We can forecast the background by the four quadrant pixels, respectively. And then we select the value that is a power average of four quadrants as the final forecast value, that is

$$Y{\left( {m,n} \right)} = {\left\{ {{{\left( {P \cdot Y_{L} {\left( {m,n} \right)} + {\sum\limits_{{\mathop {k = 1}\limits_{k \ne L} }}^4 {Y_{k} {\left( {m,n} \right)}} }} \right)}} \mathord{\left/ {\vphantom {{{\left( {P \cdot Y_{L} {\left( {m,n} \right)} + {\sum\limits_{{\mathop {k = 1}\limits_{k \ne L} }}^4 {Y_{k} {\left( {m,n} \right)}} }} \right)}} {{\left( {P + 3} \right)}}}} \right. \kern-\nulldelimiterspace} {{\left( {P + 3} \right)}}} \right\}}\quad {\left( {P \geqslant 2} \right)}$$
(9)

where \( Y_{L} {\left( {m,n} \right)} = Arg{\left\{ {{\mathop {\min }\limits_{k = 1}^4 }{\left| {Y_{k} {\left( {m,n} \right)} - X{\left( {m,n} \right)}} \right|}} \right\}}, \) P is a power coefficient.

The prediction model of Eq. 9 ensures that the pixel at any directional edge can be forecasted in the higher luminance region or lower luminance region. This method can greatly reduce the probability of false alarm at the boundary between light and dark.

Algorithms of small object detection

When the size of the target is changing, to determine the correct deviation between target and background, the inner neighbor set Θ and the external neighbor set Ω of point (x,y) must be adaptable to target size; that is, first, we can give the enough scale of the external neighbor set Ω of point (x,y); second, we change the scale of the inner neighbor set Θ, and finally, we compute the maximum of average absolute difference. Therefore, our algorithm can be described in detail as follows:

  1. Step1:

    For any pixel (x 0,y 0) in the image, set an external window with the fixed size L max × L max around the pixel.

  2. Step2:

    Around the pixel (x 0,y 0), we chose a series of small internal windows with the sizes of \( {\left( {2 \cdot l + 1} \right)} \times {\left( {2 \cdot l + 1} \right)} \),\( l \in L,L = {\left\{ {l\left| {{\left( {2 \cdot l + 1} \right)} < L_{{\max }} } \right.} \right\}} \) and compute the gray average absolute difference ΔD l , respectively.

  3. Step3:

    Define the max value \( \Delta D_{{\max }} = {\mathop {\max }\limits_{l \in L} }{\left\{ {\Delta D_{l} } \right\}} \) and make ΔD max replace the value of (x 0,y 0).

  4. Step4:

    Process all pixels in whole image in turn and obtain the gray average absolute difference map.

  5. Step5:

    Adopt the background forecast algorithm and obtain the background image.

  6. Step6:

    Subtract between the original image and background image and obtain the difference image.

  7. Step7:

    According to the setting threshold, segment targets from the background.

  8. Step8:

    The end.

Experimental results and analysis

The imaging sensor for this experiment is an infrared thermal sight that is cooling type and installed on a vehicle or flying.

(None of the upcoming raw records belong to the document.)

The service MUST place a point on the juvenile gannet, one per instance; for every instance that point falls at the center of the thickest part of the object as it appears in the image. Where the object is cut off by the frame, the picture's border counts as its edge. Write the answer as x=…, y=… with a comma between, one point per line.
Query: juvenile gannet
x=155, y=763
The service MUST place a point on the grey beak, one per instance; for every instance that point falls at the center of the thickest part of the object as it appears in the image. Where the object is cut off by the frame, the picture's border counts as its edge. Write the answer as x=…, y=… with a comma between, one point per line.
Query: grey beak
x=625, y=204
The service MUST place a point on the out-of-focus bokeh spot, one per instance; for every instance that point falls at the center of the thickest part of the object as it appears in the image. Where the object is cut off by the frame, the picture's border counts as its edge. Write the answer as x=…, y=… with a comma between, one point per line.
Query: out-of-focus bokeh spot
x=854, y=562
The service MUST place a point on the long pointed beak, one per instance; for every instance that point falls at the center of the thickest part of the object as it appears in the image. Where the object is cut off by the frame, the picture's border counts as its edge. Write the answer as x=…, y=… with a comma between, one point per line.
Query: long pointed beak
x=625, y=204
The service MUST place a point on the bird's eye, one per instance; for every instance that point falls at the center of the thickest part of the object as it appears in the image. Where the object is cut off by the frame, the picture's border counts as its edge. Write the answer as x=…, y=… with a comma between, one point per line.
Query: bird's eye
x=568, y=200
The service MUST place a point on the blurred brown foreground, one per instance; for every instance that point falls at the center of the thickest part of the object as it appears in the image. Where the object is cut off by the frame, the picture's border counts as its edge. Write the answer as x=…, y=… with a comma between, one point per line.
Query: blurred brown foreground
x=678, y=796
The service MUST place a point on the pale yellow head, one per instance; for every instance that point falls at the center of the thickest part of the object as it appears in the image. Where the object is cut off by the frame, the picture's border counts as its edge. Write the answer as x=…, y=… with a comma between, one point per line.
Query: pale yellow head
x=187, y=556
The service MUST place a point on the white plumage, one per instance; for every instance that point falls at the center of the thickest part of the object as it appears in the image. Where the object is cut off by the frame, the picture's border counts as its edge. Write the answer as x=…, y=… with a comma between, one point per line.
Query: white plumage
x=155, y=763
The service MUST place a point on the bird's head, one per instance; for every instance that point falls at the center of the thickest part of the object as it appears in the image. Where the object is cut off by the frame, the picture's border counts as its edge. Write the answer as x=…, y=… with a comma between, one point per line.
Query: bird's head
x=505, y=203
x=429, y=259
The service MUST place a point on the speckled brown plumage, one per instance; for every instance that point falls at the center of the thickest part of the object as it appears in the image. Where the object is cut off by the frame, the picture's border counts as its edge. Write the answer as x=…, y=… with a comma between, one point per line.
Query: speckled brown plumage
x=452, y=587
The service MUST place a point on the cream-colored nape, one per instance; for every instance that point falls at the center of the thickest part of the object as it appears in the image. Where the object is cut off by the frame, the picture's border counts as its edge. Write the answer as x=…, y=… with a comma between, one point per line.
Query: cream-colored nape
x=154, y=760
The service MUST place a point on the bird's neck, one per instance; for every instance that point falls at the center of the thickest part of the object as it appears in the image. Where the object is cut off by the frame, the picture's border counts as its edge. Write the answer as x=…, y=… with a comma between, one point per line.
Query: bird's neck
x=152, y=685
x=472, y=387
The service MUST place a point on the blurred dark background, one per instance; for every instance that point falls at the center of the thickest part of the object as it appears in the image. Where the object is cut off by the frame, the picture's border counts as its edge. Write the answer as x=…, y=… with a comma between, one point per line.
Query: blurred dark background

The environment is natural field. The targets embedded in the images contain vehicles, naval ships and fire balloons. The imaging sensor was located at a distance of about 500 m∼2000 m from the target. The digitized image size is 228*280 pixels. The available dynamic image range of the displayed “black and white” images is 256 gray levels or 8 bits/pixel. The thermal condition of the target is warm (engine working) or cold (engine off).

880 (176 × 5) frame gray images are used for testing. Figure 6 shows the detection effects of five typical images under different clutter background in AADM and BF. In experiments, we set L max =9 and the size of forecast window is 7 × 7.

Fig. 6
figure 6

Results of object detection. (a) Original image; (b) Results of AADM filter; (c) Typical detection results after BF.

Segment threshold TH is selected by

$$ TH = Avg + k * Std $$
(10)

where Avg is the image mean, Std is the image variance, k is a coefficient. Usually, k samples value from in 1∼3. In the five class figures, we also use a white rectangular to mark the detected targets, respectively.

As shown in Fig. 6, the targets signal has been enhanced and the background signal has been reduced. Targets are detected accurately from the background and the probability of false alarm is lower. Figure 6 (c) show the processing results of our algorithm.

In order to reflect concretely the increase of SNR, Fig. 7 shows the 3-Dimension projection map of complex ground background in Fig. 6. As shown in Fig. 7, the target becomes outstanding in the background and the SNR is improved actually.

Fig. 7
figure 7

3-D projection map. (a) Projection map before filter (SNR = 1.4); (b) Projection map after filter (SNR = 2.1).

To compare our method with others, probability of detection Pd is used to evaluate the performance of the algorithms. It is defined as follows:

$$ Pd = \frac{{Nt}} {{Nd}} \times 100\% $$

where Nt denotes the number of detection reports that correspond to a true target, Nd represents the number of database targets in the corresponding sequence.

In order to compare performance with our algorithm, four other target detection techniques were also implemented on the same images.

The experimental data are listed in Table 1, which shows that the detection performances of several algorithms are very close with each other when they are used for the simple background of infrared images. However, once the images are influenced by clutter, the detection algorithm AADM and BF is better than the others. Because the algorithm not only enhances the targets but also suppresses the background, its detection performance will be improved. It is obvious that the AADM and BF maintain better performance for small target detection under the different background.

Table 1 Comparison of several target detection methods.

Conclusions and future work

Automatic target detection based on infrared imaging system has the advantage of large dynamic range, long operating distance and all-day-around use, etc. however, because infrared band is susceptible to background scatter and atmospheric absorption, the structural information and texture of infrared targets are blur and the image contrast is very low. To improved ability of the small targets detection in single frame image and reduce the computation complexity. In this paper, we have presented an efficient algorithm for infrared small target detection from natural scenes, established the criterion of distinguishing the targets from natural scenes by AADM, and adopted BF to estimate the background. The results of theoretical and experimental with infrared images have shown the validity and efficiency of proposed method for small target detection.

To improve the Pd, future work should develop a transferable method for small targets detection based on a multi-features fusion model such as gray, motion, color, signature of discontinuity.